Robin Williams was then introduced as a presenter, he and Jasmine did a live podcast during the conference! Robin Williams is a behavioral analyst and educator for students with disabilities, as well as the owner of a private practice that works on applied behavioral analysis, consulting, and direct service. Williams presented on cultural confidence and black families. Williams presented alongside her co-host Elkin Alfred, who has over 15 years of experience in education and human services. The two host a podcast called Black In the Days and it is most definitely worth checking out. Check out the podcast filmed during the conference if you truly want a look into a SHA conference! Williams also makes space for safe and unsafe sexual behaviors that therapists may notice in their clients. She notes that “everyone should have access to quality relationships…” but unfortunately this isn’t always the case. Williams’s mission is to help provide individuals with this relationship to help negate unsafe sexual behaviors and promote safe ones. She goes on to connect inappropriate and appropriate sexual behaviors with individuals who have disabilities and their exploration of sexuality.
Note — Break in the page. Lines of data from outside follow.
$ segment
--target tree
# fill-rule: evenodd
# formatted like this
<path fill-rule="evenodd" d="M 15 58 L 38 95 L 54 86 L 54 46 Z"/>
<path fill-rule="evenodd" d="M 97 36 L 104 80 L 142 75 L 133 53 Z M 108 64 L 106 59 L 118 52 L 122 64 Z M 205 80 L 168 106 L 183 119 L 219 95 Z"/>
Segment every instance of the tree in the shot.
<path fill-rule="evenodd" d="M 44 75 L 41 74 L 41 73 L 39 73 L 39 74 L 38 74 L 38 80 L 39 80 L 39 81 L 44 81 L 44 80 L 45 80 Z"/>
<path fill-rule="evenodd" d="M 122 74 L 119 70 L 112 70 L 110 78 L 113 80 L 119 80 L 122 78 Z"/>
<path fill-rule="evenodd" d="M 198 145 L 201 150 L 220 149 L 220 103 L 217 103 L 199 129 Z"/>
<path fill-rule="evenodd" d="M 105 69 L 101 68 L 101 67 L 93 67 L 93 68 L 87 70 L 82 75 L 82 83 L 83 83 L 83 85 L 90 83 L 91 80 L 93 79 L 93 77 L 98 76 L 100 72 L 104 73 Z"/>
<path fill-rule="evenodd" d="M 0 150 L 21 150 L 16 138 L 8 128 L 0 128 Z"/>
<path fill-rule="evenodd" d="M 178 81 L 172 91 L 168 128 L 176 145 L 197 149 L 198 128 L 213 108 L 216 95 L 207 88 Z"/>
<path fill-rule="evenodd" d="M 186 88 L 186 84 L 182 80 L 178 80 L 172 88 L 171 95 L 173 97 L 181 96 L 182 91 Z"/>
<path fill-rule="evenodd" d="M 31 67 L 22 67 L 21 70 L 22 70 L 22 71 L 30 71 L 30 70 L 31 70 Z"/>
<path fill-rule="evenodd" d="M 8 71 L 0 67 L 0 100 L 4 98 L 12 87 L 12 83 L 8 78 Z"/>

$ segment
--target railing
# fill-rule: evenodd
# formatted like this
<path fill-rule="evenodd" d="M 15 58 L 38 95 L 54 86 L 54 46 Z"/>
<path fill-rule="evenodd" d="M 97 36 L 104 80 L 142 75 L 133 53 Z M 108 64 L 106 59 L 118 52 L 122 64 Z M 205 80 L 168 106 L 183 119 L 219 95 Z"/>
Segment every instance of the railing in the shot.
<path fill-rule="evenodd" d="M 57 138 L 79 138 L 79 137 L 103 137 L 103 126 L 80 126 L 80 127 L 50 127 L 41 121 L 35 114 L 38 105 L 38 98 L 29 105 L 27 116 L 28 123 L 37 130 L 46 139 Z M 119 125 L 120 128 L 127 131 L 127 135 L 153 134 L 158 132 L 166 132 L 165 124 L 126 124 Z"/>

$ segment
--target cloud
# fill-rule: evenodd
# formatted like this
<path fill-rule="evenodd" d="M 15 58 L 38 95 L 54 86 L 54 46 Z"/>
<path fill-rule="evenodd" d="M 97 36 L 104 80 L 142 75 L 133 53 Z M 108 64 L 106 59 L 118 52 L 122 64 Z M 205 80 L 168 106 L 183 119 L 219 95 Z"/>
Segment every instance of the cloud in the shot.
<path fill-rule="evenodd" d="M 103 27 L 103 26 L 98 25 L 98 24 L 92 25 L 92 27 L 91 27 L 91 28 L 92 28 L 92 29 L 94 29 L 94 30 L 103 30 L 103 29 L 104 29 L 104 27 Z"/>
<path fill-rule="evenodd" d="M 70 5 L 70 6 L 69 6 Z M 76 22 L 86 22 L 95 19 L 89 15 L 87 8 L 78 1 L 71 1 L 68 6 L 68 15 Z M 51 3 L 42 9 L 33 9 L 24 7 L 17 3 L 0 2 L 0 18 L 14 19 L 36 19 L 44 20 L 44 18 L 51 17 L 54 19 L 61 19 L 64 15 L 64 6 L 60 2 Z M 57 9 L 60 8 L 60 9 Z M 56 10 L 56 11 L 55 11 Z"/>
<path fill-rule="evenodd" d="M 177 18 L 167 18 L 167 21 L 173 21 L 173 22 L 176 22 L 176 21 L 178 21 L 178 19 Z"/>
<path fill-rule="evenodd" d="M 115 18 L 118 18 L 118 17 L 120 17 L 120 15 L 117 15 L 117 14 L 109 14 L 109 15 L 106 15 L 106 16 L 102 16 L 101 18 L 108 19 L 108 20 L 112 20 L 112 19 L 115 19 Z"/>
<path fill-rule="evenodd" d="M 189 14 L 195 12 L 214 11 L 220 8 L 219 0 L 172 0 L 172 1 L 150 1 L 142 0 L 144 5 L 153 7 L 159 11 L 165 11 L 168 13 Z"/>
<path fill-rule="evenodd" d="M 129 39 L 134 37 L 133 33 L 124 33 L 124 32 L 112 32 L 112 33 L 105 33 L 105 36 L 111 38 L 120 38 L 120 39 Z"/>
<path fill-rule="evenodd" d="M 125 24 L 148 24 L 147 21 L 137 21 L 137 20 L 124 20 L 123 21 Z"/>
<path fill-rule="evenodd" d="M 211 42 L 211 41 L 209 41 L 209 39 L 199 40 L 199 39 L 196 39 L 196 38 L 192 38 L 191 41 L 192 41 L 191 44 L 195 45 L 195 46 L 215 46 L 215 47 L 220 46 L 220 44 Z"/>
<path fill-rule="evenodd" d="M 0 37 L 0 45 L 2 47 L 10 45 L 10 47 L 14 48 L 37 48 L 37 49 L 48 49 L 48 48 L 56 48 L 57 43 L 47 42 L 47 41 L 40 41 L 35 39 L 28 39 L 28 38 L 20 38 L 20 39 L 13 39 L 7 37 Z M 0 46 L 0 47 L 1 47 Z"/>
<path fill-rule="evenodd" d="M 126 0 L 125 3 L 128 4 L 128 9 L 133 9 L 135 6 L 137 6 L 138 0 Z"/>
Williams provides us with the story of Ed, a man with a disability who was parented in a way that he was never taught to sexually express himself appropriately. Williams worked with his family to help Ed learn how to masturbate in a safe way as a sexual outlet to negate any inappropriate behaviors. 
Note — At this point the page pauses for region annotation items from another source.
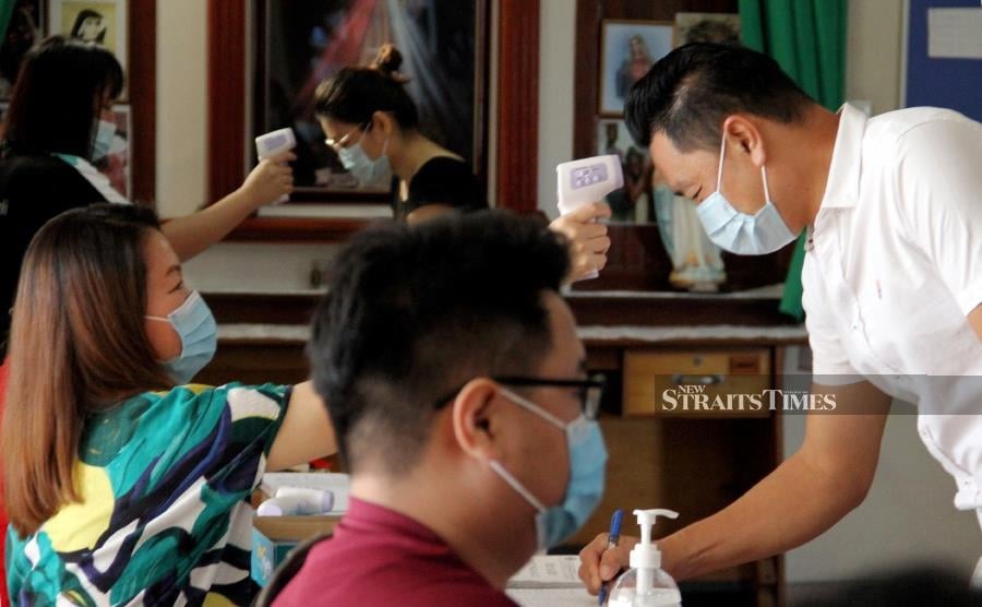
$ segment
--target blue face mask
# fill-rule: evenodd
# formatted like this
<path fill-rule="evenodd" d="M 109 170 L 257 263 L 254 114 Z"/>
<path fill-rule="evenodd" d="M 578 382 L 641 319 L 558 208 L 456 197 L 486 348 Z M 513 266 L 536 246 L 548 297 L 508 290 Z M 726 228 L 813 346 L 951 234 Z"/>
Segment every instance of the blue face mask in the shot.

The next topic was LGBTQIA and family therapy with Rochelle Ramos a gender-queer sex therapist, and June Cabales, a mental health therapist who identifies as queer. They talk about how to support LGBTQIA youth in their family and community. I personally appreciated how June and Rochelle try to make room for a lot of different experiences within their presentation and did not limit their presentation to more common experiences. The pair also talked about supporting children outside of the gender binary and how important it is to take a step outside of mainstream media and dominant ideologies concerning heteronormativity and the gender binary. These images can often invalidate LGBTQIA experiences and how “the gender binaries are internalized” and can be harmful to not only children but society. After this, we moved into sexual disclosure conversations with family and heard from a lot of great voices concerning their sexual disclosure stories. 

In Conclusion...

Overall, this conference was my personal favorite that I have ever attended! I was able to reflect a lot about my upbringing and recognize sources of both shame and positivity when it comes to the validation of my sexual identity by my family. This conference also reminded me of the importance of recognizing the role of sex workers role in parenting. Sex work is work, but the stigma behind it unfortunately still exists. For me, it was truly refreshing to hear from voices such as Jasmine Johnson and King Noire- it’s inspiring to know that there are parents out there who make it their mission to raise their kids in a sex-positive way. More than this, it’s refreshing to see a partnership in which there is a balance between sex work and family- a partnership that is rooted in trust and respect. Sex-positive parenting is an essential topic that all parents should explore- find what works for you and your family!